ReadMe: Software for Automated Content Analysis by Daniel Hopkins, Gary King, Matthew Knowles, and Steven Melendez.
From the homepage:
The ReadMe software package for R takes as input a set of text documents (such as speeches, blog posts, newspaper articles, judicial opinions, movie reviews, etc.), a categorization scheme chosen by the user (e.g., ordered positive to negative sentiment ratings, unordered policy topics, or any other mutually exclusive and exhaustive set of categories), and a small subset of text documents hand classified into the given categories. If used properly, ReadMe will report, normally within sampling error of the truth, the proportion of documents within each of the given categories among those not hand coded. ReadMe computes quantities of interest to the scientific community based on the distribution within categories but does so by skipping the more error prone intermediate step of classifing individual documents. Other procedures are also included to make processing text easy.
Just in case you tire of hand tagging documents before further processing for feeding into a topic map.
Quite interesting even if it doesn’t address the primary weaknesses in semantic annotation.
Semantic annotation presently is:
- after the fact, and
- removed from the author (who I presume knew what they meant).
Rather than ranting at the mountain of legacy data as too complex, large, difficult, etc., to adequately annotate, why not turn our attention to the present day creation of data?
Imagine if all the copies of MS™ Word, OpenOffice for every document they produced today, did something as simply as insert a metadata pointer to a vocabulary for that document. Could even have defaults for all the documents created by particular offices or divisions.

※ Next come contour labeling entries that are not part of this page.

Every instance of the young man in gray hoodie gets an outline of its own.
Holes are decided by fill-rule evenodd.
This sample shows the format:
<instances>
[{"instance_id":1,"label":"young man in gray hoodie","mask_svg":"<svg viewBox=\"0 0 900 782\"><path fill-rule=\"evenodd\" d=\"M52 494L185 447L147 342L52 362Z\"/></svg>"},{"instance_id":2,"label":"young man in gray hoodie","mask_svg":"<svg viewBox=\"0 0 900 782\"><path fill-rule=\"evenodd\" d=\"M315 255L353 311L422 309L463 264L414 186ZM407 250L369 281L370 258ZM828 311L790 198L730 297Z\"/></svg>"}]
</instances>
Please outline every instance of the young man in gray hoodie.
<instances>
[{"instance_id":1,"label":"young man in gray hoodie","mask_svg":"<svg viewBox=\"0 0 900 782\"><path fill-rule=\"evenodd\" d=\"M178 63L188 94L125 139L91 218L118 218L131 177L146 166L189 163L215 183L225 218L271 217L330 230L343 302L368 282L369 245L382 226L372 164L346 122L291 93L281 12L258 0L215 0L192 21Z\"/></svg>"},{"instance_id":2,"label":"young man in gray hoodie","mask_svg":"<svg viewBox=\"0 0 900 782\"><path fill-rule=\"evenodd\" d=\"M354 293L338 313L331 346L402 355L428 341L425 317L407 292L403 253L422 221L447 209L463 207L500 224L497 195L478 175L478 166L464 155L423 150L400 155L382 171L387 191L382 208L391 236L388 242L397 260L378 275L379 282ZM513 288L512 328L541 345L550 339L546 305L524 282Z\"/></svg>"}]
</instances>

So that when search engines search those documents, they can use the declared vocabularies for search and disambiguation purposes.

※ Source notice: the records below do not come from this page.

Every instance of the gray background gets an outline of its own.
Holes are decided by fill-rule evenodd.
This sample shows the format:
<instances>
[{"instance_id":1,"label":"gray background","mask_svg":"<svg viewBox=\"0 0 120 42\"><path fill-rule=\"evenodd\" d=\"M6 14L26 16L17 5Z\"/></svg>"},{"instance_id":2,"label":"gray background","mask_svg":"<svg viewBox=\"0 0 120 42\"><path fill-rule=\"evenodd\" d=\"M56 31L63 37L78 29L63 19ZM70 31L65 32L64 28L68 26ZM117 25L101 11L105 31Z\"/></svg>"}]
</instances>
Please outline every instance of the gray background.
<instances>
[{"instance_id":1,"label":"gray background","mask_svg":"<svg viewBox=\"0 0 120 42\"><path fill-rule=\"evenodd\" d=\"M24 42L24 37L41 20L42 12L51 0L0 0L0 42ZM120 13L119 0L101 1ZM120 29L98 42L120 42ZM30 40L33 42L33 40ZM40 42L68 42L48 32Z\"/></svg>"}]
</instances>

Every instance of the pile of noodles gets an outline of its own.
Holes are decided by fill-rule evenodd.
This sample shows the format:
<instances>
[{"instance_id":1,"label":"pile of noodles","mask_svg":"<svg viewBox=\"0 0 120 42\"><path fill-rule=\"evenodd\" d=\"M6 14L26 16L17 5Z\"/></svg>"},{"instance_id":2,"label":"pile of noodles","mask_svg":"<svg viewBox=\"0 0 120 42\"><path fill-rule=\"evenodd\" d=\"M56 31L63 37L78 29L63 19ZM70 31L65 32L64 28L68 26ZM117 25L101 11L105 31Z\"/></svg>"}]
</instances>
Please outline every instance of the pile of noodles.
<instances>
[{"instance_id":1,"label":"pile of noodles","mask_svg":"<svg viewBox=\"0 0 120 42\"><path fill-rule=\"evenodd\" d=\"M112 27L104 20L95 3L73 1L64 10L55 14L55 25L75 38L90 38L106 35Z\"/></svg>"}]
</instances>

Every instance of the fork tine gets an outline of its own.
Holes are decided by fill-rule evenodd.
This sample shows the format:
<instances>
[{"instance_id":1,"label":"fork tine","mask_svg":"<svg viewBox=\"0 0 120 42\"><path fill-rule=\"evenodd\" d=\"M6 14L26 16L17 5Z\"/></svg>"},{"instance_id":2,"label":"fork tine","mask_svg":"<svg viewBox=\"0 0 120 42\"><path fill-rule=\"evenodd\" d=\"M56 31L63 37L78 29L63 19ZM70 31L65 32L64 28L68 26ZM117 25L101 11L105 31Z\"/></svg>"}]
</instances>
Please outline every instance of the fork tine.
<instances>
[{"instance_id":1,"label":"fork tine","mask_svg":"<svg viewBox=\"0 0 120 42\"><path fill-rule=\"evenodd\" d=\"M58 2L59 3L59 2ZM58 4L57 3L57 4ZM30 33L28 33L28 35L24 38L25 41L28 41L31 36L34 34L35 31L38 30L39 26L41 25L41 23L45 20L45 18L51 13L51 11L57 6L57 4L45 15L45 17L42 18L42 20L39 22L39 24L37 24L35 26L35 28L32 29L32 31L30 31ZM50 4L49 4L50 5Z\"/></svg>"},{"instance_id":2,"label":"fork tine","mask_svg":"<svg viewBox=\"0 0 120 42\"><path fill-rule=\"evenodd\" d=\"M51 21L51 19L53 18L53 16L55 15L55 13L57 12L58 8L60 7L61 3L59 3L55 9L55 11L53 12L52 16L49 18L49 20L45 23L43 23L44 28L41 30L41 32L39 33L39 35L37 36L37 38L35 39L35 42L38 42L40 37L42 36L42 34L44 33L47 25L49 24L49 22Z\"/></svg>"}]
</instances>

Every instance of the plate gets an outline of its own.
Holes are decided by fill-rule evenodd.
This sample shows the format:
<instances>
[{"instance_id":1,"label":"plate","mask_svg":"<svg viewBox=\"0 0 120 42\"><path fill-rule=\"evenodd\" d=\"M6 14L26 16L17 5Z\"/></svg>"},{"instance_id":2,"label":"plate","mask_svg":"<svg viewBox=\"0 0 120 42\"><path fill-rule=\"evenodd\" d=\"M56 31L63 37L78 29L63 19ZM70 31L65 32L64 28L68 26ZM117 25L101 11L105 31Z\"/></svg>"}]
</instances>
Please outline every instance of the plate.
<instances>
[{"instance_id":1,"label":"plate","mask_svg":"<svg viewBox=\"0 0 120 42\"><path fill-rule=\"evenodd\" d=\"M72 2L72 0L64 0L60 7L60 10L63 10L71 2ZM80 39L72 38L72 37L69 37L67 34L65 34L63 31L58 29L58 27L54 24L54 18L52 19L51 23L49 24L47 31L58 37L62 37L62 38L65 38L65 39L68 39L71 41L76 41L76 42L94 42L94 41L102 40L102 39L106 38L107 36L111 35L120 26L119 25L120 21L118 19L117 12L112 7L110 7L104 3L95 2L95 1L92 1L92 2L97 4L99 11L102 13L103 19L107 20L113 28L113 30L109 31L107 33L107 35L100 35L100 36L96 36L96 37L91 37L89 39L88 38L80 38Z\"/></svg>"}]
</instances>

ODF 1.2 already has that capacity and one hopes MS™ would follow that lead and use the same technique to avoid creating extra work for search engines.
Would not be all data, would not even fully annotate all the data in those documents.
But it would be a start towards creating smarter documents but creating smarter documents at the outset, at the instigation of their authors. The people who cared enough to author them are much better choices to declare their meanings.
As we develop better techniques, such as ReadMe and/or when ROI is present, we can then address legacy data issues.